A collection of poems from four Los Angeles writers.

The Authors

ellen
ellen teaches creative writing at Emeritus College, a division of Santa Monica College in California. She has had hundreds of poems published in literary journals and magazines, including Slant, Turnstile, Another Chicago Magazine, Pavement Saw, Spillway, and Mudfish. Her fiction and poetry have been represented in a number of antologies. She has won writing awards from Blue Unicorn, Z Miscellaneous, Verve, Prime Time, and others. Also an artist, ellen won first prize for watercolor paintings in the Malibu Art Association’s 2000 juried show. Her paintings have been shown in galleries and in the Frederick R. Weisman Museum of Art in Malibu. Her art has appeared on the cover of Red Dancefloor and in Vernal Calibrations and Isis Rising.
Mima Pereira
Her mother crossed the Brooklyn Bridge so she could be born in Manhattan. She never appreciated her sentiment, through it does remain poetic. She came through the Panama Canal in 1932, landed in California, where her father had signed a contract with RKO studios to write write for Carol Lombard. She settled in Beverly Hills, where for the next 15 years she made side trips to schools in Hollywood, Pasadena and New Hampshire. In the summer of 1948 she came down with polio. She will never know, of course, how much it changed her life, or informed her poetry, which she began her to write in the late seventies. Her first published poem was in Helen Friedland’s Poetry L.A. It was followed by many published poems, including an honorable mention in Sculpture Garden’s Anne Stanford’s Poetry Contest. Poetry for her is not about publishing, but the miracle of poetry that keeps your feet on the ground while flying in disturbing directions. Ms. Pereira lives with her husband, architect Arthur Pereira, in Brentwood, California.
Shirley Love
Shirley was born in Syracuse, Kansas at the height of the dust bowl. She grew up in small prairie towns along the Kansas River in southeastern Colorado. After high school, she moved to the Los Angeles area and attended UCLA where she received a degree in Philosophy. She is married and has three children, two step-children and four grandchildren.
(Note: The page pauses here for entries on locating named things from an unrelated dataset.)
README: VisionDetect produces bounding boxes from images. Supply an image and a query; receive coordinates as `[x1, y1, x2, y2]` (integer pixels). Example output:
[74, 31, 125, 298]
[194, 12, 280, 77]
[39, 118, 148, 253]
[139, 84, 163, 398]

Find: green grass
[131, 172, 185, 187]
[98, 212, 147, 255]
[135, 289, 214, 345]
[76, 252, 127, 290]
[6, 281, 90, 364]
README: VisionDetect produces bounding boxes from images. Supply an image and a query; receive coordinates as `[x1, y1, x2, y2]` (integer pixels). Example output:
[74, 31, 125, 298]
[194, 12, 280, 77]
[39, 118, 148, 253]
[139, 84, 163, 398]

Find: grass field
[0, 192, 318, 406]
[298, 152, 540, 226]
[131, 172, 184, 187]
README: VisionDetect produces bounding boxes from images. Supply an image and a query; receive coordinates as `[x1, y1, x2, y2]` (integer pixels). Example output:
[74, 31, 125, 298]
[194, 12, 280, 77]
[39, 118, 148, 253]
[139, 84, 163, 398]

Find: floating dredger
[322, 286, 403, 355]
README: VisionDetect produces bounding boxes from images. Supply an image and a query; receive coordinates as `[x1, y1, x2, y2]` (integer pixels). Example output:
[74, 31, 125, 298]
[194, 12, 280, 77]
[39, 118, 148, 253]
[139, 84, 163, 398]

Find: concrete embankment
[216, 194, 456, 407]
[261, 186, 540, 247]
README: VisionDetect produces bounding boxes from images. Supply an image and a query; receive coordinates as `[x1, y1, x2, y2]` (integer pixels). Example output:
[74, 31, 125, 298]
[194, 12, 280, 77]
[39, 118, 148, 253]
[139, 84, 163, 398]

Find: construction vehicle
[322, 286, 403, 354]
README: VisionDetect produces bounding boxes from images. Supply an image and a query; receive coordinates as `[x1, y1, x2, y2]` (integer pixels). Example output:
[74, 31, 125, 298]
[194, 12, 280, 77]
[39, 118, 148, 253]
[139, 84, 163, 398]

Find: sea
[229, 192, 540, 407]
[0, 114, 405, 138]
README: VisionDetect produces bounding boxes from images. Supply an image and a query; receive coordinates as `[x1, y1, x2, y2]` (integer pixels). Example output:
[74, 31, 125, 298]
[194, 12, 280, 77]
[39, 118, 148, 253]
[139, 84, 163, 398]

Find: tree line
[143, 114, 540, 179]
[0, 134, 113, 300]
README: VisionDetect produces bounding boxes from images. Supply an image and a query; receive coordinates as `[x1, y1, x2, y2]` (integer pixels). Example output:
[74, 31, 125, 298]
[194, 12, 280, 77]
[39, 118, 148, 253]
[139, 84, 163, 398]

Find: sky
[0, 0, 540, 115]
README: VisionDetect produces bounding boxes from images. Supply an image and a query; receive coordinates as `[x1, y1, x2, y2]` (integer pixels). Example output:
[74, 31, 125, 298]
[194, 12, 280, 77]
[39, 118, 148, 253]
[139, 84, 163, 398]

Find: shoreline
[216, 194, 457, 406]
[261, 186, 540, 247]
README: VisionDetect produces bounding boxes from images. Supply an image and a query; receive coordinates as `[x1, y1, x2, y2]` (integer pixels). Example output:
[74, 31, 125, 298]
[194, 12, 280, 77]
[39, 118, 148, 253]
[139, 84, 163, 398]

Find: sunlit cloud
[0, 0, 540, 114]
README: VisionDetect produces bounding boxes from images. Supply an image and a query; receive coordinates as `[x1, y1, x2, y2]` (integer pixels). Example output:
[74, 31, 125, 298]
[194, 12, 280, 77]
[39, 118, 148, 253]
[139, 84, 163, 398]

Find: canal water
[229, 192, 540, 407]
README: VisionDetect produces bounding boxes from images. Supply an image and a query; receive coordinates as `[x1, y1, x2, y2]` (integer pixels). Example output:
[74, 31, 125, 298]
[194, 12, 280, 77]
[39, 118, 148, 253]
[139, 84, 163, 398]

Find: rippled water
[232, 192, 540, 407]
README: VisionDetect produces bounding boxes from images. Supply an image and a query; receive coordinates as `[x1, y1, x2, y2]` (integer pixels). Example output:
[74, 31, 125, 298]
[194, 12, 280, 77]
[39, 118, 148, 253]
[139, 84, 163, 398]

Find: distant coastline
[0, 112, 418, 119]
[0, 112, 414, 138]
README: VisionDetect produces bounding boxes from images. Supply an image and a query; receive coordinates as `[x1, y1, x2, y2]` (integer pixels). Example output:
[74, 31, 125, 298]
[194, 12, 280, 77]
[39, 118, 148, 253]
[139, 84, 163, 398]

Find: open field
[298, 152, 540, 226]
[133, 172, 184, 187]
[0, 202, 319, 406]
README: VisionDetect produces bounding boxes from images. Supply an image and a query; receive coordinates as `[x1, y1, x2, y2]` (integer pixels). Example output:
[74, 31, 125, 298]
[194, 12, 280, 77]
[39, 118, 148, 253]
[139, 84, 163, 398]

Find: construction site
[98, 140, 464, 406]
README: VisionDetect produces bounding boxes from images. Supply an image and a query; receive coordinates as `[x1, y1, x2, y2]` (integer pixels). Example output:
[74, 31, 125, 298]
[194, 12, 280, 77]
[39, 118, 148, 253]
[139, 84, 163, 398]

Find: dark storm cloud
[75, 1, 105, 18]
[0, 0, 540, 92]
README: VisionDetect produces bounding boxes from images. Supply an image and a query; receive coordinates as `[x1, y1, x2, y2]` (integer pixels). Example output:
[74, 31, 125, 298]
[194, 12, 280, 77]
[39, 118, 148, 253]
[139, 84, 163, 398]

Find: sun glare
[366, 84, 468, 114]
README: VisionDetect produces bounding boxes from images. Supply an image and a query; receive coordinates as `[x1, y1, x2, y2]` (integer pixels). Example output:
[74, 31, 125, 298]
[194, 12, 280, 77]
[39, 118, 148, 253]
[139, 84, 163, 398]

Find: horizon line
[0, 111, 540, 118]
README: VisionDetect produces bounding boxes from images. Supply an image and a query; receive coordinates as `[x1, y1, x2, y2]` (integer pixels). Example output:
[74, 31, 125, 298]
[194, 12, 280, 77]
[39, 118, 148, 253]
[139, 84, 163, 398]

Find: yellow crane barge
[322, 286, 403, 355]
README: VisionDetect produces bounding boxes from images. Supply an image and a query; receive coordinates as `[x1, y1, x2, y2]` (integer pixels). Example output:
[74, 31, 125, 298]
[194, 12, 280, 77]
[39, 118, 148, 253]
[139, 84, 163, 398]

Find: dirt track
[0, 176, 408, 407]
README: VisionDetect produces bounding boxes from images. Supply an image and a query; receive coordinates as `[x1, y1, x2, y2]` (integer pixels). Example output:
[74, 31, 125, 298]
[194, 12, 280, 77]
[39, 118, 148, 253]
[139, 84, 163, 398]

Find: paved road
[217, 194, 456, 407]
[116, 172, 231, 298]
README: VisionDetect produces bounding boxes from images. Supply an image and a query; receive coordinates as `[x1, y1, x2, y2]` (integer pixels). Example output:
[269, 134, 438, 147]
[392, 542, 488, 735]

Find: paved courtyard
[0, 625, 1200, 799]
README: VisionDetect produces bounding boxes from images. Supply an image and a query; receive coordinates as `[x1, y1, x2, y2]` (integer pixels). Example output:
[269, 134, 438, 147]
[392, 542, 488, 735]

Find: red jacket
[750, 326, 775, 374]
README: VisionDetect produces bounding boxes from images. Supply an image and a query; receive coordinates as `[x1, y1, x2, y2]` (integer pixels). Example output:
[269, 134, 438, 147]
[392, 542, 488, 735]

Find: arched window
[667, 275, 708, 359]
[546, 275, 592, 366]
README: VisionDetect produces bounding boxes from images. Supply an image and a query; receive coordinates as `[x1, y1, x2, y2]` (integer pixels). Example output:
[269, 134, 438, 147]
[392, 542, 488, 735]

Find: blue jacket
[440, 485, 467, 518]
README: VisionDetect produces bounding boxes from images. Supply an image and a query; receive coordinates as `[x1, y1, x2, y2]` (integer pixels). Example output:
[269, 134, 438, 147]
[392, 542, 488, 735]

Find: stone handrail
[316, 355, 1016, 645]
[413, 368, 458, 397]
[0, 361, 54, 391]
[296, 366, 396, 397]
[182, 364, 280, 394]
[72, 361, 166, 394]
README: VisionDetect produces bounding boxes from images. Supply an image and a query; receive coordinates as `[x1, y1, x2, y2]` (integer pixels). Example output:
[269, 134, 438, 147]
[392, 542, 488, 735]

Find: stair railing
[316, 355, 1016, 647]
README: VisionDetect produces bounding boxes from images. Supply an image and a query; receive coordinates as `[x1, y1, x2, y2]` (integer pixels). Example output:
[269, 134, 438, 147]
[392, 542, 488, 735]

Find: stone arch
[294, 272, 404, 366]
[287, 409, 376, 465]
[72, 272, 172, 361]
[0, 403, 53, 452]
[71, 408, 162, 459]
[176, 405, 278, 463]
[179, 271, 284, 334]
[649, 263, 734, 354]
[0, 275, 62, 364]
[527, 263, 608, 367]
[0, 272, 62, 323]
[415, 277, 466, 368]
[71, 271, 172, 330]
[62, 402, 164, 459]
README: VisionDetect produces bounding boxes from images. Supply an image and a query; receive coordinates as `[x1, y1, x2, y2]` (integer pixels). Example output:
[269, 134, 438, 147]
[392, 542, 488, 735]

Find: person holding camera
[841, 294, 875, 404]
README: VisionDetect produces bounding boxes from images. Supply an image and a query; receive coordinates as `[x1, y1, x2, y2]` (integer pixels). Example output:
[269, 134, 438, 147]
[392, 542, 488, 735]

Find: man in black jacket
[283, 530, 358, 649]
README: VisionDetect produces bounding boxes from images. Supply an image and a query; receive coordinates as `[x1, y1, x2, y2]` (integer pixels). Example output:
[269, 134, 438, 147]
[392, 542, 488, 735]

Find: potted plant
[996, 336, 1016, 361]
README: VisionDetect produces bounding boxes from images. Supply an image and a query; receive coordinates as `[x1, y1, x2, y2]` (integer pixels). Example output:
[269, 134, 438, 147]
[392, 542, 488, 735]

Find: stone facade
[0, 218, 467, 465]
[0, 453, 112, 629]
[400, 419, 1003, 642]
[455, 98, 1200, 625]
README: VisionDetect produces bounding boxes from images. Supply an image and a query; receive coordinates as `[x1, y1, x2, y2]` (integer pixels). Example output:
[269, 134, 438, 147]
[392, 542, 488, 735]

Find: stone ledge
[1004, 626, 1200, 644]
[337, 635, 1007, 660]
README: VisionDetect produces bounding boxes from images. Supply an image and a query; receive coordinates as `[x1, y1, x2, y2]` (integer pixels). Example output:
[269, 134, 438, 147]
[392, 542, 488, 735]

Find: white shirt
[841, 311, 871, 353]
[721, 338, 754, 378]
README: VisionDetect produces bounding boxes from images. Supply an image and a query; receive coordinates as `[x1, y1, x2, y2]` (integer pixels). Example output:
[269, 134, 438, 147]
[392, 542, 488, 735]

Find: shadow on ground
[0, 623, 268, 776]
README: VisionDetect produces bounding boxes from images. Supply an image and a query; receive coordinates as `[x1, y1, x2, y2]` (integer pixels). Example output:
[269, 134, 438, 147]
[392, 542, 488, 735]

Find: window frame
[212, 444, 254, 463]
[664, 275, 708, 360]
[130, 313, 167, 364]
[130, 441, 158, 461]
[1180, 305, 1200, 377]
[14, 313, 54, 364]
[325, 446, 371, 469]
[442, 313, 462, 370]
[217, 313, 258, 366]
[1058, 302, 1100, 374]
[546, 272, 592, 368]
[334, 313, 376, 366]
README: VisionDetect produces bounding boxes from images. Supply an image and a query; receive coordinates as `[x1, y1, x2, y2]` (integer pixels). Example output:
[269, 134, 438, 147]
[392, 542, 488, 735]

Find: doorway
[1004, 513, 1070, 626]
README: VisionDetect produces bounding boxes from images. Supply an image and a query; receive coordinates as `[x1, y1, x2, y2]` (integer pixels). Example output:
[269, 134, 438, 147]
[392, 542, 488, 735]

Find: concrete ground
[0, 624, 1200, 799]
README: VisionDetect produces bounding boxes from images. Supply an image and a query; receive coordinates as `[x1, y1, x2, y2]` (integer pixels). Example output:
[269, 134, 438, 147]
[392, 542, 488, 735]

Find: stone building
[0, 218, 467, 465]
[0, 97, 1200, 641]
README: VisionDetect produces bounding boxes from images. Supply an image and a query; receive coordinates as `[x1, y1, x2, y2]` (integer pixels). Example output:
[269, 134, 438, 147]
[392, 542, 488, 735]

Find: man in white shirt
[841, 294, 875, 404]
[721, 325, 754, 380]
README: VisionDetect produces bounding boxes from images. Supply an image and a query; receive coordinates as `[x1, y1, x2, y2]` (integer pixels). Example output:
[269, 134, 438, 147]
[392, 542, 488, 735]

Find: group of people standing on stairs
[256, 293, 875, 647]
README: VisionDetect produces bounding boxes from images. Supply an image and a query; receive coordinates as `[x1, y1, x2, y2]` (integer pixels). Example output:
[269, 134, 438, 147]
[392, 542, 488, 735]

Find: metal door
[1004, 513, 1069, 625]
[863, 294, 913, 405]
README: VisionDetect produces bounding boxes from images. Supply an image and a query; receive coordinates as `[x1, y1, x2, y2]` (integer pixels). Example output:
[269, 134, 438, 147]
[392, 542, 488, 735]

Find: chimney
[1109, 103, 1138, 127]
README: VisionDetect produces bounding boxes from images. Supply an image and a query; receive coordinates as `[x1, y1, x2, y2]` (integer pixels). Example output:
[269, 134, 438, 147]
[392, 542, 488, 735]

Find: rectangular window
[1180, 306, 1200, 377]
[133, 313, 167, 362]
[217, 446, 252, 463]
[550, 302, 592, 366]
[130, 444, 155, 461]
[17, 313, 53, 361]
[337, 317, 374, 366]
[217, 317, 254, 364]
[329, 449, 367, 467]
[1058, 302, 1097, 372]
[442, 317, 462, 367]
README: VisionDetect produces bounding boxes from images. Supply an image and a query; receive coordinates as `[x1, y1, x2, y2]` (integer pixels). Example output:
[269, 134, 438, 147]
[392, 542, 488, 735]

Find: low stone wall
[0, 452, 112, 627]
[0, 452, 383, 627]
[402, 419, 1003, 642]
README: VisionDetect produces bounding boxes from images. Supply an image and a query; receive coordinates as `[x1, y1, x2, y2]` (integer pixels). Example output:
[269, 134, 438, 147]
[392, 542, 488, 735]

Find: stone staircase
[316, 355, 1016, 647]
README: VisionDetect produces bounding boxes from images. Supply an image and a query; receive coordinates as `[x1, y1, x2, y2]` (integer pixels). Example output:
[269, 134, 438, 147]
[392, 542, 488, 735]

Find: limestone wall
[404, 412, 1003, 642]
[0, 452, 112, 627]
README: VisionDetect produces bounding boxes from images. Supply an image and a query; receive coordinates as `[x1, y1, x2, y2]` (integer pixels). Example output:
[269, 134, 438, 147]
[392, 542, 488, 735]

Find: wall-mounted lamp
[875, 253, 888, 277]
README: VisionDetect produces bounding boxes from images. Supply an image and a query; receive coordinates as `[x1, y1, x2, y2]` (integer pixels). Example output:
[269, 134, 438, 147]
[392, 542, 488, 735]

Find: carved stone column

Her poetry has been published in a number of literary journals, including The Spoon River Poetry Review, South Dakota Review, California Quarterly, Blue Unicorn, West/Word, and the anthologies The New Los Angeles Poets and Truth and Lies that Press for Life. Her poem “When What We Have Done” was nominated for a Pushcart Prize and she received The Language Arts Poetry Award from West Los Angeles College.
Anne Marple
Anne, a former kindergarten teacher, lives in a Westwood condo with an assortment of foreign students and cats. During the first half of her writing life she wrote short stories and articles, appearing in New Republic, GQ, Fantasy and Science Fiction, Teen and Jack and Jill, winning awards from Vogue, Mademoiselle, Glamour and Everywoman. Anne began writing poetry seriously in 1976. Her poems have appeared in numerous journals and five anthologies. Her poetry has won awards from Blue Unicorn and Writers’ Digest. Anne combines her genealogical compulsion with her love of travel, visiting ancestral sites in England, Scotland, Wales, Holland and Sweden. In this country, she and her sister Marilyn recently left rosemary wreaths on 30 ancestral graves from Burbank to Baltimore.

Review

Four Los Angeles Poets is a long overdue collection. Each of these poets has a unique vision. The strength of ellen’s poems lies in her celebration of human relationships. Mima Pereira’s powerful poems are enlivened by a cryptic and quirky imagery. Shirley Love’s poetry reflects a fine philosophical mind and is expressed in unique metaphors and a lovely lyricism. The work of Anne Marple carries echoes of the Elizabethans, both in the elegance of her language and in her keen observations of the natural world.